Rats in F group, E + F group and R + F group were anesthetized and embedded with flutamide releasing pellet (50 mg/pellet, evenly releases for 21 days, Innovative Research of America, USA.) prior to exercise intervention. Briefly, after anesthesia, an almost 0.5 cm long incision was cut on the neck, and pellet was implanted into the incision site, then gently sutured the incision. Rats in C group also underwent the surgery but no pellet embedded.

Exercise protocol

As shown in Fig. 1, after one-day adaptation to endurance or resistance training, rats in E and E + F groups participated in a moderate intensity aerobic exercise on a treadmill at a speed of 20 m/min for 1 hour each time, while the rats in R and R + F groups underwent resistance training, which comprises three sets of ladder climbing with progressively incremental load.

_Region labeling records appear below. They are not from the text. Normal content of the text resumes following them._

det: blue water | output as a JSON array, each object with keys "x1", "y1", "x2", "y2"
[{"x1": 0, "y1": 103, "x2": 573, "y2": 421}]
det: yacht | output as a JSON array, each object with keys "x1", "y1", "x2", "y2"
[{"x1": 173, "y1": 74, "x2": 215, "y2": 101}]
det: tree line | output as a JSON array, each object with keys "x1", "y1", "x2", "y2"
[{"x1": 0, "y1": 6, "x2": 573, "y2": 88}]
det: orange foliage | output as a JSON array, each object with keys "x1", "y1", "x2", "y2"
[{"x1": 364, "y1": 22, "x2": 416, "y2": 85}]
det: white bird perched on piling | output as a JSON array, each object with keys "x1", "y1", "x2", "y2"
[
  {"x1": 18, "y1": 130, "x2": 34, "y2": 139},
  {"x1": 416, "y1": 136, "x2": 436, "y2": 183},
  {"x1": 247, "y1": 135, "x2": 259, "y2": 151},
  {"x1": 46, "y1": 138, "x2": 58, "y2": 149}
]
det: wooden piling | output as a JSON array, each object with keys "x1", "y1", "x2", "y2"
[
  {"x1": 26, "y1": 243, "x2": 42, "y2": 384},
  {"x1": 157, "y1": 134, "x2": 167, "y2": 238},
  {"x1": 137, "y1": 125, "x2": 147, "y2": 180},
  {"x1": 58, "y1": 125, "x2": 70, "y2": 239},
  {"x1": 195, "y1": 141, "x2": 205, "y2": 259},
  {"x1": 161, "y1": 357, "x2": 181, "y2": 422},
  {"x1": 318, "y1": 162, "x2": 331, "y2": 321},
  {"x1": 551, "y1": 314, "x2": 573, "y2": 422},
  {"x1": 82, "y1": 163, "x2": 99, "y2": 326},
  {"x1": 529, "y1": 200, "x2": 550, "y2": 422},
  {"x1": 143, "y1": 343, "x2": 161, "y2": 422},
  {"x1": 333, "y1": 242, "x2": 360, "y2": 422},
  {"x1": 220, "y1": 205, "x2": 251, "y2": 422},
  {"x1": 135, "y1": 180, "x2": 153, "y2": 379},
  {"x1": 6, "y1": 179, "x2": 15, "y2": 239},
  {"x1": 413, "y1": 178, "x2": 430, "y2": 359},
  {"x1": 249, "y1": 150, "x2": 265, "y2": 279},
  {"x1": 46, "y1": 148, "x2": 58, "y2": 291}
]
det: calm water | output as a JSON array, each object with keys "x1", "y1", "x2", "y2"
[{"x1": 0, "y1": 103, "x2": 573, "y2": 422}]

Briefly, rats start climbing at the bottom of the ladder (1 m in height, 2 cm distance from each stairs and a slope of 85°) with progressively increased load on tail (the initial weight attached to tail was 40% of body weight, and increased by 10% every 2 days until reached 120% of body weight). Every set consists of four repetitions and three sets (20 s interval period between sets) in each time. Resistance or endurance training lasts for 3 weeks and 6 days per week.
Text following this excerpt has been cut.